As an alternative way to handle the issue of the default collection, you can create your own version of the default collection by ingesting this README, along with any other files you wish to be included. To make the resulting collection the default collection, use the command /db rename --default <admin pwd you set>, where the admin password is the value you assigned to the BYPASS_SETTINGS_RESTRICTIONS_PASSWORD environment variable.

Q: What is the BYPASS_SETTINGS_RESTRICTIONS environment variable?

A: Normally, when this variable is not defined (or is an empty string), the app will start in a "community key" mode, where you can only see and create public collections and there are restriction on allowed settings (e.g. you can't change the model in the UI). The key used as the community key is controlled by the DEFAULT_OPENAI_API_KEY environment variable. You can remove these restrictions and switch to using that same key as a private key by entering the admin password (the value of the BYPASS_SETTINGS_RESTRICTIONS_PASSWORD environment variable) in rhe OpenAI API key field.

However, when the BYPASS_SETTINGS_RESTRICTIONS variable is set to a non-empty string, the app will start in the "private key" mode right away, without you having to enter the admin password. This is useful if you use the app in a private setting and don't want to have to enter the admin password every time you start the app.

Q: I want to add a new command to the bot. How do I do that?

A: Here is a high-level overview of the steps you need to take. The links to the code are GitHub permalinks - they always point to the intended part of the codebase but may not show the most recent version of the code.

There are several moving pieces to make a new command. The first stage is parsing a command, which is done here. To get your command to be parsed you would need to add a ChatMode Enum value for it and what slash command(s) correspond to it.

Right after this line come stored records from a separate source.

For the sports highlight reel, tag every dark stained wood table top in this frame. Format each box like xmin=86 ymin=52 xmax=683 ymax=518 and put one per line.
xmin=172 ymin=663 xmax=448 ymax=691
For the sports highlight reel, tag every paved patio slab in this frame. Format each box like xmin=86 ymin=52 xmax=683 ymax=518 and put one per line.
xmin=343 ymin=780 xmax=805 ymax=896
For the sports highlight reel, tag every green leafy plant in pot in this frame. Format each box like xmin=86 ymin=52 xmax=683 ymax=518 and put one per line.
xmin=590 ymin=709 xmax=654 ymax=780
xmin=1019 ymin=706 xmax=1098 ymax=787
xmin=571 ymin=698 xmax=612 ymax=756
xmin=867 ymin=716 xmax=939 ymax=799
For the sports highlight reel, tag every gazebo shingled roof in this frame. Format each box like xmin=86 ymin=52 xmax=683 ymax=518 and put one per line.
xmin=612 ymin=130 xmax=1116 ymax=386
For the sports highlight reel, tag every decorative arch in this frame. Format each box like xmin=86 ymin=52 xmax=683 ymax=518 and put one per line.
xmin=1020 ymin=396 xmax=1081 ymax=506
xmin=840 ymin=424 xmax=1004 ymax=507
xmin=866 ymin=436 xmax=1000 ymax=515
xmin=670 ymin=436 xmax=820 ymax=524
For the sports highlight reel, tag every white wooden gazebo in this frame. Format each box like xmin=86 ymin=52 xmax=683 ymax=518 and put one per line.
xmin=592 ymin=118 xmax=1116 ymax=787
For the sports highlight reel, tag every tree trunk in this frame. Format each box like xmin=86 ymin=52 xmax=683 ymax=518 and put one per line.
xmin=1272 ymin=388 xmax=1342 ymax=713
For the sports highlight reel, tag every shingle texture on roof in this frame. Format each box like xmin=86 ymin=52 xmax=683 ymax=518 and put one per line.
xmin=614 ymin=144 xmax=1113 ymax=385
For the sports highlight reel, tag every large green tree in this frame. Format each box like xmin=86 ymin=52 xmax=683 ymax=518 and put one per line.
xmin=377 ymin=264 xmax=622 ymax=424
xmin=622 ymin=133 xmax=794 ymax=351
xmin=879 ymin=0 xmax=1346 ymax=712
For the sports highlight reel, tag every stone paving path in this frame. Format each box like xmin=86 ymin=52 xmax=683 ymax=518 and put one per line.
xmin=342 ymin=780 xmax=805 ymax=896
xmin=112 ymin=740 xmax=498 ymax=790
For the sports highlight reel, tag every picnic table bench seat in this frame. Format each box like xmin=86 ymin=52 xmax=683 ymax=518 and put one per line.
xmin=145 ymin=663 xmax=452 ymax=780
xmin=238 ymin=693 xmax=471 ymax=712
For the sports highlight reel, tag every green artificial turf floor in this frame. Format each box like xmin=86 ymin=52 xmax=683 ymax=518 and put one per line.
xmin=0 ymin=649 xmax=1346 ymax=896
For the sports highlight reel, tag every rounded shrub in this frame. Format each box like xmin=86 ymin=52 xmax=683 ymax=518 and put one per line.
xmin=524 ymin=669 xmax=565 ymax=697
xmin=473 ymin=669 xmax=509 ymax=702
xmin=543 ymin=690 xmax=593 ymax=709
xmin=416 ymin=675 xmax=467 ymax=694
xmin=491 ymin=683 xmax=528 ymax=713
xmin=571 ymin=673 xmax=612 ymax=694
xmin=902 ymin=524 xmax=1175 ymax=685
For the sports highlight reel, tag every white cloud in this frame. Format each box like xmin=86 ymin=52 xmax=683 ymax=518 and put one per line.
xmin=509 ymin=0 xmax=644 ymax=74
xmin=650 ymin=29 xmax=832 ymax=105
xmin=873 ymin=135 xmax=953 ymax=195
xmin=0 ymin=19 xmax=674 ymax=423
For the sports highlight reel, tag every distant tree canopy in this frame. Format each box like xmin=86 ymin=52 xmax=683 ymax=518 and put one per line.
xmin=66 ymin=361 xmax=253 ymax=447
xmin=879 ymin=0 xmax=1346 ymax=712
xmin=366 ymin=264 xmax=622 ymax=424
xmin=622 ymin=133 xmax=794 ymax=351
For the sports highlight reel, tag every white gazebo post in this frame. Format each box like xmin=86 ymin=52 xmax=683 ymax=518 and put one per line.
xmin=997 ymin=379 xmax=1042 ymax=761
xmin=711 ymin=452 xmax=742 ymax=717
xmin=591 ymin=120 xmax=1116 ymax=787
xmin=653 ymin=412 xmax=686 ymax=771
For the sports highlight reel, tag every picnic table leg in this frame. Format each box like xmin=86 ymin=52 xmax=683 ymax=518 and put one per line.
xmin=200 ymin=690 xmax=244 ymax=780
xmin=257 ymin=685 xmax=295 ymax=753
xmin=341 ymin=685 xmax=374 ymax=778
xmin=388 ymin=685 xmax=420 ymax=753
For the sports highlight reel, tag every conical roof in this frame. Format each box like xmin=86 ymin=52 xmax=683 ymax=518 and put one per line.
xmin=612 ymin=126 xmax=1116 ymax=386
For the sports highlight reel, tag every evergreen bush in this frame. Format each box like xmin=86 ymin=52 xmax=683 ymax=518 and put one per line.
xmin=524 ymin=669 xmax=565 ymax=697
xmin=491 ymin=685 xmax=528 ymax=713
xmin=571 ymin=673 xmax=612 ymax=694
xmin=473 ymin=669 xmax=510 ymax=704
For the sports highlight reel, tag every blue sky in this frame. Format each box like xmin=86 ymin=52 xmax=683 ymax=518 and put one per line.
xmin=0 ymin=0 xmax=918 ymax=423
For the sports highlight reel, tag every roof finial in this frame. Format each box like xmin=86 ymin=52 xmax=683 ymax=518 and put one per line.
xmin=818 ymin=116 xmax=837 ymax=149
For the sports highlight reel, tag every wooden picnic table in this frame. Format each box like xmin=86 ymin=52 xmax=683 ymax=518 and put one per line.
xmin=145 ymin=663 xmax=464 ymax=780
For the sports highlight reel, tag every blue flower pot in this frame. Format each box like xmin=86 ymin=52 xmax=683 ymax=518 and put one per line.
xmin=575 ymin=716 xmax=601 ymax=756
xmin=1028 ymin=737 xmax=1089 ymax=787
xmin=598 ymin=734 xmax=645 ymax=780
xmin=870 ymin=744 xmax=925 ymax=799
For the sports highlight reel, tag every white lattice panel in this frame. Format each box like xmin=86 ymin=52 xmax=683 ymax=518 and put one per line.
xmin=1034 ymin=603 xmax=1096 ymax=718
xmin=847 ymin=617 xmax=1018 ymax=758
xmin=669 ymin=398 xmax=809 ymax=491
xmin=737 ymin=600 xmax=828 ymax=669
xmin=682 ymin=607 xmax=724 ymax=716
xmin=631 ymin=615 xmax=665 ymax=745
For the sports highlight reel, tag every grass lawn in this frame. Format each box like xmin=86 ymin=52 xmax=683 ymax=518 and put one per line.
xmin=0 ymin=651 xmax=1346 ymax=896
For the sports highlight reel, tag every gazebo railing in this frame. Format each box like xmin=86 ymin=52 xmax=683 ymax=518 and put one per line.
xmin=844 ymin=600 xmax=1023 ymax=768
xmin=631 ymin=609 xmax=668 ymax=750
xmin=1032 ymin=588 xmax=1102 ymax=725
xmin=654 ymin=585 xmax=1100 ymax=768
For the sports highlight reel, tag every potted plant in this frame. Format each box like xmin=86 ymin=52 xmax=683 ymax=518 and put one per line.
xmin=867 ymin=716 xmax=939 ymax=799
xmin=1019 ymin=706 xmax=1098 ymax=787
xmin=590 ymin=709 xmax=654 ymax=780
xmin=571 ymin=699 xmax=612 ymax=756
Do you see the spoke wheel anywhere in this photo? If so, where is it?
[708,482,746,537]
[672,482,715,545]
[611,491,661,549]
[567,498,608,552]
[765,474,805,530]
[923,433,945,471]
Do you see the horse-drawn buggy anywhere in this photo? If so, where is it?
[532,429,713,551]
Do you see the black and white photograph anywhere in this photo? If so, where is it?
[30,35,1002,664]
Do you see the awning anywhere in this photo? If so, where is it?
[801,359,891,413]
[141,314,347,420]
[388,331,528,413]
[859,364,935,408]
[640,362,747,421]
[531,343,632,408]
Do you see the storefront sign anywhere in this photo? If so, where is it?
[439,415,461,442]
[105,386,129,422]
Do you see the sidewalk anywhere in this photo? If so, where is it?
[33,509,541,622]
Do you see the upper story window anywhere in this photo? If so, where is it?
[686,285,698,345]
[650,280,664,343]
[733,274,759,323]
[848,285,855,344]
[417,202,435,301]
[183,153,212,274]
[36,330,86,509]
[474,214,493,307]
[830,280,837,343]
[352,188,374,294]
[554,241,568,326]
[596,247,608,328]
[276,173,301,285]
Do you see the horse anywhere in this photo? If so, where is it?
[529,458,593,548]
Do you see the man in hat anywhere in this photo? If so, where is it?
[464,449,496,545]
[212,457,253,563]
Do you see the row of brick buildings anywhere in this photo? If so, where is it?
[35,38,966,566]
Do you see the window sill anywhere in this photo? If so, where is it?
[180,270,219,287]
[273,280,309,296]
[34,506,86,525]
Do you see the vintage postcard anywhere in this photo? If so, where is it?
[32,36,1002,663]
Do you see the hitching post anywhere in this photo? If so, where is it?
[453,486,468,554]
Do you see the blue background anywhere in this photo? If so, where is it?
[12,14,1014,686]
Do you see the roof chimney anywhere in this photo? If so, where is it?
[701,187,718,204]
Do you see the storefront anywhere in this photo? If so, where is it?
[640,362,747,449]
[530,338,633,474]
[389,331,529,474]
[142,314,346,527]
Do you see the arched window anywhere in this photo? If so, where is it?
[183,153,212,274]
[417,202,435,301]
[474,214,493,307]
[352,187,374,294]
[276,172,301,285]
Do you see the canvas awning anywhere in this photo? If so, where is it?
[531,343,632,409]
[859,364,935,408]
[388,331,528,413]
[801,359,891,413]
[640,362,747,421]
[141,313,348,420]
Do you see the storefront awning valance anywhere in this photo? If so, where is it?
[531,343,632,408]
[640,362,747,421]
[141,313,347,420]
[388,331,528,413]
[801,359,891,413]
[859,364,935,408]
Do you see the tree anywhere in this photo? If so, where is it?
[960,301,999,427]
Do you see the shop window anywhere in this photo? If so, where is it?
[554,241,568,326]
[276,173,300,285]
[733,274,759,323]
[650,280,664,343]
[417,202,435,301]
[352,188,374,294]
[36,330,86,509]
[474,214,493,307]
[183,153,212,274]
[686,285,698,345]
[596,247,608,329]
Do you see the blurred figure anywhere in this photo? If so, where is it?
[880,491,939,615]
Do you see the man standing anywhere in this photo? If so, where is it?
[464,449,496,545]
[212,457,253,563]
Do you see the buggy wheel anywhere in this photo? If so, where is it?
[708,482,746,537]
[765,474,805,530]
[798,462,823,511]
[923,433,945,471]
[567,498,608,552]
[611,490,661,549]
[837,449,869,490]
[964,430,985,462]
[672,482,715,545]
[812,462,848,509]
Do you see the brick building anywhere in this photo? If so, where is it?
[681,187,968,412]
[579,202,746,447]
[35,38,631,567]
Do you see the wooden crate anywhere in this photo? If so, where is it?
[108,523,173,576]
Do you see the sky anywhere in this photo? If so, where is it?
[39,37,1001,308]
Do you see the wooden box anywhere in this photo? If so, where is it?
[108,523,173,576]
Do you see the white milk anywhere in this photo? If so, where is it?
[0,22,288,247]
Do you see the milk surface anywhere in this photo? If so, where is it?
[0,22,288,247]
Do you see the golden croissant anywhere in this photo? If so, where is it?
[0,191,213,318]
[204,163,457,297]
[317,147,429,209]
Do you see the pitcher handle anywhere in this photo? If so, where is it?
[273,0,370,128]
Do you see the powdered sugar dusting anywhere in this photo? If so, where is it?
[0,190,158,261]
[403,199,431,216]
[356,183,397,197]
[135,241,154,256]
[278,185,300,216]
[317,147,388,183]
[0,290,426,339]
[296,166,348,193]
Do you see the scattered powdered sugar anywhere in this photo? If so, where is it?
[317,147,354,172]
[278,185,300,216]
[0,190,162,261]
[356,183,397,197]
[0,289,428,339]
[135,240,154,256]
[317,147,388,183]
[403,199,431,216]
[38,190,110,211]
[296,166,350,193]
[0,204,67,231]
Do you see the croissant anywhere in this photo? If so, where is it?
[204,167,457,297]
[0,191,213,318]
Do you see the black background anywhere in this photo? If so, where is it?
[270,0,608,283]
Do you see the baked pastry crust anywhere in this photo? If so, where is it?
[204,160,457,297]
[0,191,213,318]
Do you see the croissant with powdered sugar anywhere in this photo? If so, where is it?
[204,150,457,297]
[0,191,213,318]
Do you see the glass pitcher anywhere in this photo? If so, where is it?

Then you would need to write logic for how the string following "/your-command" should be parsed and converted into a ParsedQuery object. You would add it here. You may also want to update the ParsedQuery class to be able to hold information about your command (such as the subcommand(s), any provided settings extracted by your parsing logic, basically any data you want to store there to fully represent the command).

Finally, you would add the logic to handle your parsed command by adding another "elif" here.